Talking Back to Purity Culture, Rachel Joy Welcher - I'm hardly the only one to sing this book's praises. There are a lot of books from within evangelical Christianity questioning and challenging norms around sexuality, gender, and marriage. I think these challenges are needed, but too often the books end up being purely destructive, leaving little sense of how we might move forward in obedience to Scripture. Welcher's volume is excellent because she both identifies the many problems that accompanied my Christian generation's upbringing in terms of sexuality while still seeking to make positive, biblical suggestions and charting a better way.

Best Pastoral Resource

Is It Abuse?, Darby Strickland - Over the last two years I've been reading books on this and related topics. While I'm pretty familiar with them, one of my goals has been to find the one volume I could recommend to pastors and other church leaders to introduce the topic. This is that book, at least in terms of marital abuse: thorough, biblical, and practical. Given how often pastors mishandle these situations, I'd make it a "must read" for anyone in a ministry role who might encounter such situations, and given their tragic commonness, that means anyone in a ministry role.

Africa Bible Commentary, ed. Tokunboh Adeyemo - Commentaries are always odd recommendations because, unlike the other books on this list, I didn't read all of it, nor do I necessarily agree with all of it. That said, for years I have been collecting resources by non-Western Christians on theology and biblical issues. Many are sadly hard to find in the West, especially addressing topics other than missions, colonialism, or other specifically international topics. This is a one-volume commentary by 70 African bible scholars, covering all of Scripture with a specific eye to how it meets Africans in their churches and faith journeys. It is good as a commentary, given the limits of its size, and occasionally offers exceptional moments of cultural insight.

Best Christian Living

The Common Rule, Justin Whitmel Earley - Both my Christian Living books are about spiritual formation this year, and I debated which one to put first. That said, I found Earley's book had more of a practical impact on me this last year.

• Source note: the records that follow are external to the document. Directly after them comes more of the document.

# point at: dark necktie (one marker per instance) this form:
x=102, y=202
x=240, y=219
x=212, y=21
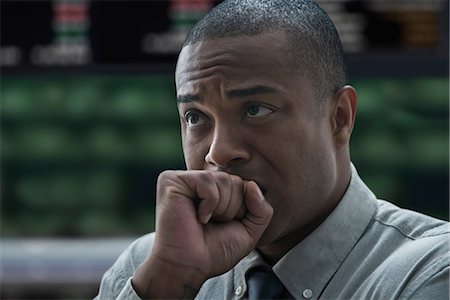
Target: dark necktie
x=262, y=283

Seeking to quantify some simple habits of formation into a list of "rules" reflecting those of St. Benedict, he does a great job of recommending helpful practices in our age of smartphones and constant busyness. While I have not adopted all of his specific recommendations, I continue to develop a list of habits for myself in a similar vein.

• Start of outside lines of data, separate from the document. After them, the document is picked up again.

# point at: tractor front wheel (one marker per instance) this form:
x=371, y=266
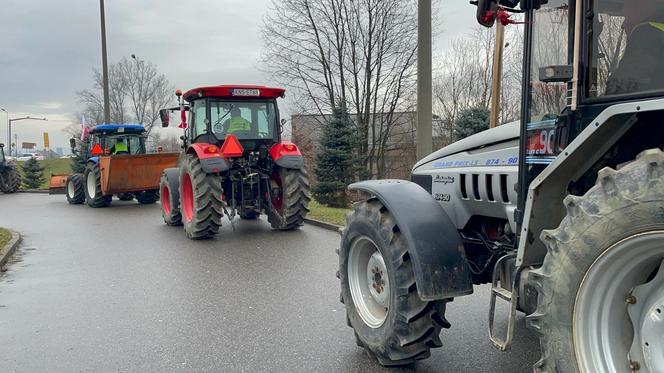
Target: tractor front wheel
x=93, y=194
x=169, y=186
x=601, y=287
x=200, y=200
x=290, y=198
x=379, y=291
x=75, y=189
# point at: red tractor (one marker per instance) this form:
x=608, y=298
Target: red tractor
x=233, y=163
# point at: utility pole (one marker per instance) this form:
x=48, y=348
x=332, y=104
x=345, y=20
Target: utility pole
x=497, y=74
x=107, y=108
x=424, y=96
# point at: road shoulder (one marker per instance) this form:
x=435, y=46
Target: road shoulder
x=9, y=248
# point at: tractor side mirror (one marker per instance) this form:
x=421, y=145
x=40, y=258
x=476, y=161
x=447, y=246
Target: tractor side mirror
x=165, y=116
x=487, y=12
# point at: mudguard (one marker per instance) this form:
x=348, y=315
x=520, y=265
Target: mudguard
x=287, y=155
x=439, y=262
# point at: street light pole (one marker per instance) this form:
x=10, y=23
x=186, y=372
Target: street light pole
x=9, y=126
x=9, y=140
x=424, y=94
x=104, y=63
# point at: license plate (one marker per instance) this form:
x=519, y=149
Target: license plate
x=246, y=92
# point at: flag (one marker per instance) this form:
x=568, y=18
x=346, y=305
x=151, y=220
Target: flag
x=84, y=129
x=183, y=117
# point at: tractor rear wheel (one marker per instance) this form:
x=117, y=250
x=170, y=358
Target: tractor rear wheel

The Deeply Formed Life, Rich Villodas - This was a weird book. Villodas uses spiritual formation categories to address five diverse areas of the Christian life, from sexual purity to emotional health to racial justice to missional living. It doesn't cohere. However, I found myself edified by each of the discussions, and for several, felt like they were better entry points for believers who hadn't considered such issues than anything else I had read. As a bonus, Villodas (as a mentoree of Peter Scazzero) gets the heart and speaks to the whole person in a healthy and refreshing way.

Best Christ & Culture

You Are Not Your Own, Alan Noble - I'm always hesitant to put end-of-year reads on this list because they have the shine of freshness. However, Noble's book was very helpful to me because of another book I read earlier in the year, The Rise and Triumph of the Modern Self by Carl Trueman. There was much I appreciated about Trueman's work, but as I sat with it, I ended up feeling like it misses the point. While correctly naming and challenging "expressive individualism," Trueman is an intellectual writing a sweeping intellectual history, and like many such endeavors, I felt like he never actually explained why ordinary people would hold such a view or find it compelling.

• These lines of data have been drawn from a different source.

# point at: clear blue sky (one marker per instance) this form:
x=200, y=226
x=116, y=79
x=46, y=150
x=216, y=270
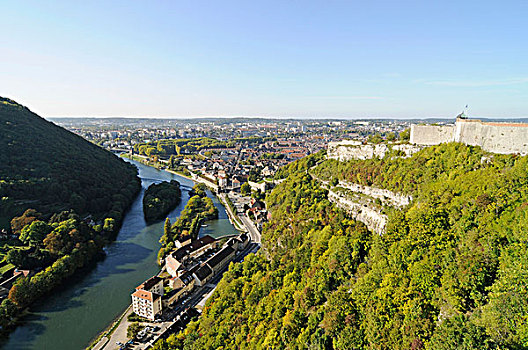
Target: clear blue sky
x=350, y=59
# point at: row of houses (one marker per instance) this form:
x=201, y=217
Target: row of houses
x=187, y=270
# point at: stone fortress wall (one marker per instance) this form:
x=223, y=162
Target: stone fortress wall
x=504, y=138
x=429, y=135
x=351, y=149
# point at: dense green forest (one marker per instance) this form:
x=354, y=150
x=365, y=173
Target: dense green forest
x=63, y=199
x=45, y=167
x=449, y=273
x=160, y=199
x=198, y=209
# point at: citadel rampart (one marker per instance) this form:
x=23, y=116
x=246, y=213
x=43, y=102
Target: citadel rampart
x=505, y=138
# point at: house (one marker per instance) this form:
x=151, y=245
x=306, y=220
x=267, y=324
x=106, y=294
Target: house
x=146, y=304
x=232, y=242
x=258, y=186
x=235, y=183
x=183, y=241
x=218, y=261
x=202, y=275
x=146, y=300
x=181, y=286
x=243, y=240
x=197, y=247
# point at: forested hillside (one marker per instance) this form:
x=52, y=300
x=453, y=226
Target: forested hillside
x=48, y=168
x=160, y=199
x=63, y=199
x=449, y=273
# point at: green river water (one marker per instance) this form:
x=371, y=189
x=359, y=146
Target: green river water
x=74, y=314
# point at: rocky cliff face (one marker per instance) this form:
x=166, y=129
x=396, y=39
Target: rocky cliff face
x=365, y=203
x=385, y=196
x=347, y=150
x=370, y=216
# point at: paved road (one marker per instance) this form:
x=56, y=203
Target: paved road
x=169, y=314
x=253, y=231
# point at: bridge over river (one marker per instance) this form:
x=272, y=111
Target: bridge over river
x=74, y=314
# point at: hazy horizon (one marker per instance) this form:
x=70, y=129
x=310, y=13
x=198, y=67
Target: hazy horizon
x=310, y=59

Enter Noble, whose work I've always appreciated. He discusses the same hyper-individualistic phenomenon with a much broader lens (Trueman's specific focus on gender limits his diagnosis in significant ways) and with a lot more insight into how contemporary narratives, technologies, and structures of life have created the world we live in. While his final constructive chapters didn't wow me, the first 2/3 of the book helped me name a number of impulses and experiences I see in myself and those around me. Insightful stuff.

Jesus and John Wayne, Kristen Kobes Du Mez - I expected to find this book provocative, but was surprised how convincing I found its central narrative about how distorted, Americanized visions of masculinity have shaped the evangelical church in ways that trump biblical ideals. I realize Du Mez has become something of a lightning rod in the last year surrounding these topics, but as a narrative history of ideas, I found it compelling and eye-opening and continue to ponder the insights it provided.